No doubt this was an acquaintance of longstanding. Indeed, Jessica thought perhaps this old vicar had christened John so many years ago. Probably John had bitten him during the ritual, and the vicar had never forgiven it.
At any rate, the ironic glint in John's eyes indicated that he was about to say something. Devlyn forestalled whatever it was, stepping forward so that he blocked the vicar's view of the disreputable groom. "Thank you, Mr. Tooley. Let's get on with it then. Do we need anything else?"
"A ring," the vicar said, a bit sullenly.
Beside her, John closed his eyes as if in pain.
"You didn'
t forget the ring." Though Devlyn's voice was perfectly level, something in the way he gazed at the flowers on the altar suggested that he was about to laugh.
Unexpectedly the princess spoke up from the first pew. "Of course he forgot a ring, darling. I'm surprised he remembered to bring his head with him, as distracted as he must have been when he left London. Fortunately, I thought of that, and checked my jewel box before we came down. Here."
She interposed herself between Jessica and John, indicating with a nod that they were to hold out their hands. As if doling out candy to children, she said, "One for you, John, and one for you, Jessica. A matched set. Aren't they lovely?"
They were, actually, a slender twist of gold in John's hand, crowned with sapphires circling a diamond, and a wider twisted band for Jessica to trade for the other. "But these must be worth a fortune!"
"Not at all!" The princess closed Jessica's hand around the man's ring. "Oh, they are valuable. But they aren't part of the crown jewels, just some bits that my mother's great-granduncle left behind when he disappeared. That was Fyodor Romanov."
"The Butcher?" Devlyn broke in, adroitly catching the ring John tossed him and putting it away in his pocket.

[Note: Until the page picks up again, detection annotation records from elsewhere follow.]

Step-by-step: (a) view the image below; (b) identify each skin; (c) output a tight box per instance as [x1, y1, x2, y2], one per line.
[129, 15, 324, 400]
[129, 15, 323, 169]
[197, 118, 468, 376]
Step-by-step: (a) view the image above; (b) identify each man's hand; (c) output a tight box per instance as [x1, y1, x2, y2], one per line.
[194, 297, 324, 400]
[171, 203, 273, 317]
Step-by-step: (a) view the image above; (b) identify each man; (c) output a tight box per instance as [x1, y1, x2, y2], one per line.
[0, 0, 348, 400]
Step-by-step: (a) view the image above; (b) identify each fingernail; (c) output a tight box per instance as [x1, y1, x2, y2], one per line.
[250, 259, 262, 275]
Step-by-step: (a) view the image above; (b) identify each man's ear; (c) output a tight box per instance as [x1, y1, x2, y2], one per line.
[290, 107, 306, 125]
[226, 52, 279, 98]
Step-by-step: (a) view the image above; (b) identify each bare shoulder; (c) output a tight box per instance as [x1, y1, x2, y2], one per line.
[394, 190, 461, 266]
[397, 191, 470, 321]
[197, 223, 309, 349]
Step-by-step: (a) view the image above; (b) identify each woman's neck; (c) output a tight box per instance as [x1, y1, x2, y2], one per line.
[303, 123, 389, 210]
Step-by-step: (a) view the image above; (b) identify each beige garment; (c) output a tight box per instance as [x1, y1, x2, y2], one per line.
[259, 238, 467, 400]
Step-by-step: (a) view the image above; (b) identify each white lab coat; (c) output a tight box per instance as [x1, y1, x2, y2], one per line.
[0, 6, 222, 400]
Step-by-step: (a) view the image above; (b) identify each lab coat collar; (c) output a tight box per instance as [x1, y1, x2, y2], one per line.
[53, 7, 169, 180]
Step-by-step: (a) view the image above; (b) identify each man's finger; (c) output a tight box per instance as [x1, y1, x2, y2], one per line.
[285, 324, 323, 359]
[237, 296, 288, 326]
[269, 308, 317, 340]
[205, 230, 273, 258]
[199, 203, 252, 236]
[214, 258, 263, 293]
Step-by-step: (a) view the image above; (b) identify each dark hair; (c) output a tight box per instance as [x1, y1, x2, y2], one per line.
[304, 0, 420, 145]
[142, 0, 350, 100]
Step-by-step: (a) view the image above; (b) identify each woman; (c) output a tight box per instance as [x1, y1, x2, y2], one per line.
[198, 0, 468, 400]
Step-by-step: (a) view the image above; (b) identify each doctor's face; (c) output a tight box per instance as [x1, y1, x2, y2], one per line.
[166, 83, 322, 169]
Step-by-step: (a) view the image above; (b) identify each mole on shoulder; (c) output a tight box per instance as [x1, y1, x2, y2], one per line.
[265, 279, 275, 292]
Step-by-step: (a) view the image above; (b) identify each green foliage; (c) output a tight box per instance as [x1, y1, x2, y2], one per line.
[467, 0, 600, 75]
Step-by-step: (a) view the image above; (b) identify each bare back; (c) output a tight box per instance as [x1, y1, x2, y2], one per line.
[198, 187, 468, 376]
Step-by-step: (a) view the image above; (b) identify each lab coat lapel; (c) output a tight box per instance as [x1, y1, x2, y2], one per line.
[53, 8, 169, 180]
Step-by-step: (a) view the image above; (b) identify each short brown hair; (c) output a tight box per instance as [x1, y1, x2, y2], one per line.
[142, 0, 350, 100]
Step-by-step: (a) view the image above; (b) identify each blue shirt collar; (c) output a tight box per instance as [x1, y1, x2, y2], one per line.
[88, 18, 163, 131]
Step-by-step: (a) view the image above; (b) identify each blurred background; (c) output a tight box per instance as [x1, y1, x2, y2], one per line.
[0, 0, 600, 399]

"Oh, no. This was Fyodor the Intriguer. If he'd been the Butcher, he would never have disappeared." She flashed a blinding smile at John. "I tried to use them for our wedding, but Michael said he'd rather have his finger ripped off than wear a Romanov ring. I knew you wouldn't be so scrupulous. In fact," she added, slipping back between them to retake her seat, "you will appreciate them, both of you being so very Byzantine. Now, Mr. Tooley, do let us get on with it. The bride has another ceremony to attend tomorrow in London."
Jessica was about to object that few men wore rings these days, but then she saw the glint of gold on Lord Devlyn's left hand and thought that perhaps the princess had the right of it after all. There was no harm in alerting other women ahead of time that a man was unavailable, especially a man who might well have inherited his father's irresistible quality.
And so, with a clear conscience, Jessica was able to repeat the vicar's reluctant words, "With this ring, I thee wed."